There’s little wonder Penang has become such a draw for tourists in Malaysia as the historic island has a litany of sights worth exploring as well as breathtaking scenery and world class hospitality options. Plus with all the bounty of the sea on your doorstep there’s no excuse not to indulge in snorkelling excursions and then feast on platters of oysters, lobster and fish.

Penang attractions and sightseeeing

Penang is an island with a rich history having been a base for Portuguese traders from the 16th century and ceded to the British in 1786. It then became a favourite haunt of marauding pirates intent on plundering the wealth of ships transporting rubber, tea and spices through the treacherous Straits of Melaka. With the establishment of Singapore to the south Penang’s fortunes began to wane, but a modern resurgence on the back of tourism and technology industries has seen the state flourish once again.

The British East India company sanctioned the mass migration of different peoples from all over the empire to Penang to help with the establishment of the colony. These different communities, mainly from China and the subcontinent, have all left an indelible mark on the fabric of Malaysian society.

Different dialects and ways of life have been maintained by the influx and visiting these traditional communities and seeing their places of worship is a real treat. The Khoo Kongsi Clanhouse is a gaudy building which served as the communal hall for one of the ‘big five’ Hokkien clans of the island.

Few people who visit the island miss the opportunity to take a cablecar to the summit of Penang Hill, both for the awe-inspiring views and to escape the scorching heat for a short while. Popular attractions such as a mosque, snake show and Hindu temple await at the top. Fort Cornwallis is an 18th century British stronghold built in the shape of a star and housing a infamous Dutch cannon which is revered for promoting fertility.

Penang’s large Buddhist community consider Kek Lok Si Temple to be one of the holiest sites on the island and features exotic Buddha statues and a 120ft bronze statue of Kuan Yin. St George’s Church is the oldest Anglican place of worship on Penang with a grand statue of founding father Captain Sir Francis Light outside the front. Penang Museum and Art Gallery provides a fascinating insight into the early days of the settlement.

Penang activities and sports

Although simply lounging on the beach or around the pool is enough for many people on vacation in Penang, there are also many things for adventurous souls to try as well. Watersports is a massive draw with countless opportunities for jetskiing, parasailing and motorboating with fishing and diving excursions also extremely popular.

Scuba diving trips are easy to organise and the ocean surrounding the island is teeming with wrecks, reefs and diverse marine life.

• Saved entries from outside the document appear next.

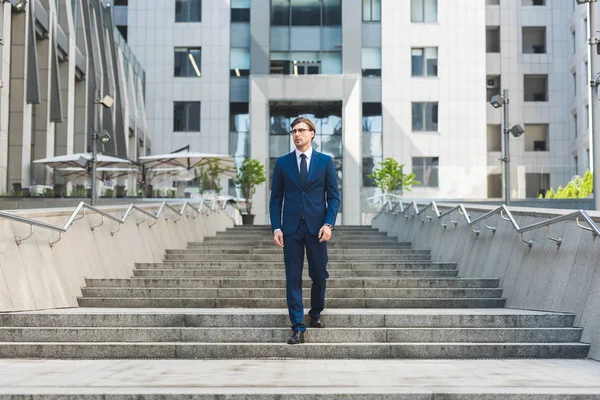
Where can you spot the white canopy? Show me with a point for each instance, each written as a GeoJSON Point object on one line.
{"type": "Point", "coordinates": [72, 160]}
{"type": "Point", "coordinates": [189, 160]}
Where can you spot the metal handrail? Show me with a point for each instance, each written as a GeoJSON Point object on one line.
{"type": "Point", "coordinates": [82, 207]}
{"type": "Point", "coordinates": [505, 214]}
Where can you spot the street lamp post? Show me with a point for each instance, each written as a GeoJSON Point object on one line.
{"type": "Point", "coordinates": [593, 98]}
{"type": "Point", "coordinates": [498, 101]}
{"type": "Point", "coordinates": [106, 102]}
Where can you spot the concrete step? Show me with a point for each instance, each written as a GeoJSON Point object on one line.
{"type": "Point", "coordinates": [280, 283]}
{"type": "Point", "coordinates": [171, 350]}
{"type": "Point", "coordinates": [276, 293]}
{"type": "Point", "coordinates": [279, 257]}
{"type": "Point", "coordinates": [195, 302]}
{"type": "Point", "coordinates": [333, 273]}
{"type": "Point", "coordinates": [260, 318]}
{"type": "Point", "coordinates": [276, 250]}
{"type": "Point", "coordinates": [280, 335]}
{"type": "Point", "coordinates": [278, 265]}
{"type": "Point", "coordinates": [330, 244]}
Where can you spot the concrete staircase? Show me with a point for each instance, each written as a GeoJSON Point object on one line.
{"type": "Point", "coordinates": [225, 298]}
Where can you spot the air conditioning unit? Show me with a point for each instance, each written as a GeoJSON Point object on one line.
{"type": "Point", "coordinates": [493, 83]}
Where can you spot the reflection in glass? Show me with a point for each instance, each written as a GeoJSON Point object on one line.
{"type": "Point", "coordinates": [426, 171]}
{"type": "Point", "coordinates": [332, 12]}
{"type": "Point", "coordinates": [280, 12]}
{"type": "Point", "coordinates": [306, 12]}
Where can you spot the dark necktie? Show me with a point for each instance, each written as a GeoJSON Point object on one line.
{"type": "Point", "coordinates": [303, 169]}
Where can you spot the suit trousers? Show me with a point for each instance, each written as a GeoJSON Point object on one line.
{"type": "Point", "coordinates": [293, 255]}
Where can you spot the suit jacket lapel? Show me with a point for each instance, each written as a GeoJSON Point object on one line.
{"type": "Point", "coordinates": [314, 161]}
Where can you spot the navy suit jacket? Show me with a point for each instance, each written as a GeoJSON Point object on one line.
{"type": "Point", "coordinates": [288, 193]}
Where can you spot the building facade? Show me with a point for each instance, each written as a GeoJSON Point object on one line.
{"type": "Point", "coordinates": [58, 58]}
{"type": "Point", "coordinates": [408, 79]}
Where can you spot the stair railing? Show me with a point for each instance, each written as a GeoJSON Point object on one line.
{"type": "Point", "coordinates": [82, 207]}
{"type": "Point", "coordinates": [412, 209]}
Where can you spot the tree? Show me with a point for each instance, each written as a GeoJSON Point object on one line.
{"type": "Point", "coordinates": [389, 177]}
{"type": "Point", "coordinates": [577, 188]}
{"type": "Point", "coordinates": [250, 174]}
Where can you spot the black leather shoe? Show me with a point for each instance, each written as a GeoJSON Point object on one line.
{"type": "Point", "coordinates": [297, 338]}
{"type": "Point", "coordinates": [316, 322]}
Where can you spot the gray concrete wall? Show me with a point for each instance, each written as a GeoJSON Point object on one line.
{"type": "Point", "coordinates": [34, 276]}
{"type": "Point", "coordinates": [543, 277]}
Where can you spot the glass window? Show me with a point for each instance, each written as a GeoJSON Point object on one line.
{"type": "Point", "coordinates": [424, 10]}
{"type": "Point", "coordinates": [280, 12]}
{"type": "Point", "coordinates": [188, 61]}
{"type": "Point", "coordinates": [332, 12]}
{"type": "Point", "coordinates": [371, 61]}
{"type": "Point", "coordinates": [186, 116]}
{"type": "Point", "coordinates": [426, 171]}
{"type": "Point", "coordinates": [240, 62]}
{"type": "Point", "coordinates": [424, 61]}
{"type": "Point", "coordinates": [425, 117]}
{"type": "Point", "coordinates": [306, 12]}
{"type": "Point", "coordinates": [372, 141]}
{"type": "Point", "coordinates": [371, 10]}
{"type": "Point", "coordinates": [188, 10]}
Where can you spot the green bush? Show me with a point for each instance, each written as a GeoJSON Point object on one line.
{"type": "Point", "coordinates": [389, 177]}
{"type": "Point", "coordinates": [577, 188]}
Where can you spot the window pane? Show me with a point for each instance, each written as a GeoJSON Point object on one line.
{"type": "Point", "coordinates": [416, 11]}
{"type": "Point", "coordinates": [431, 59]}
{"type": "Point", "coordinates": [240, 58]}
{"type": "Point", "coordinates": [186, 116]}
{"type": "Point", "coordinates": [366, 10]}
{"type": "Point", "coordinates": [193, 115]}
{"type": "Point", "coordinates": [306, 12]}
{"type": "Point", "coordinates": [376, 10]}
{"type": "Point", "coordinates": [240, 15]}
{"type": "Point", "coordinates": [195, 11]}
{"type": "Point", "coordinates": [280, 12]}
{"type": "Point", "coordinates": [431, 117]}
{"type": "Point", "coordinates": [332, 13]}
{"type": "Point", "coordinates": [417, 116]}
{"type": "Point", "coordinates": [426, 171]}
{"type": "Point", "coordinates": [180, 62]}
{"type": "Point", "coordinates": [430, 10]}
{"type": "Point", "coordinates": [178, 117]}
{"type": "Point", "coordinates": [417, 62]}
{"type": "Point", "coordinates": [181, 10]}
{"type": "Point", "coordinates": [239, 117]}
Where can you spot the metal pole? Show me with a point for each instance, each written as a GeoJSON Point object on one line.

Penang National Park is filled with rare species of birds for avid twitchers whilst pony trekking and hiking expeditions can all be easy arranged. There are many golf courses in Penang where one can swing a club with cheap green fees and equipment rental.

Where to eat in Penang

Penang cuisine is an amalgam of all its different constituent cultures with spicy curries and noodle dishes commonly featuring seafood, coconut and lots of chilly. Plenty of choice is available in central Georgetown with street stalls offering quick and satisfying nibbles perfect for sightseeing tours, and the traveller joints around Lebuh Chulia serving large satisfying plates of pasta and burgers to ravenous backpackers. Batu Ferringhi is home to some of the plushest resorts with international restaurants to match. French, Italian and plenty of grilled seafood can be found here of five star quality.

Getting around Penang

Arriving into Penang is by air is simple as the airport is around half-an-hour from the major tourist centres of Georgetown or Batu Ferringhi. Taxis are easy to find all around the island but remember to agree a fare beforehand – drivers are obliged to use their metres but are universally reluctant to do so. For onward connections there is a bridge that reaches the mainland but taking a ferry is just as easy.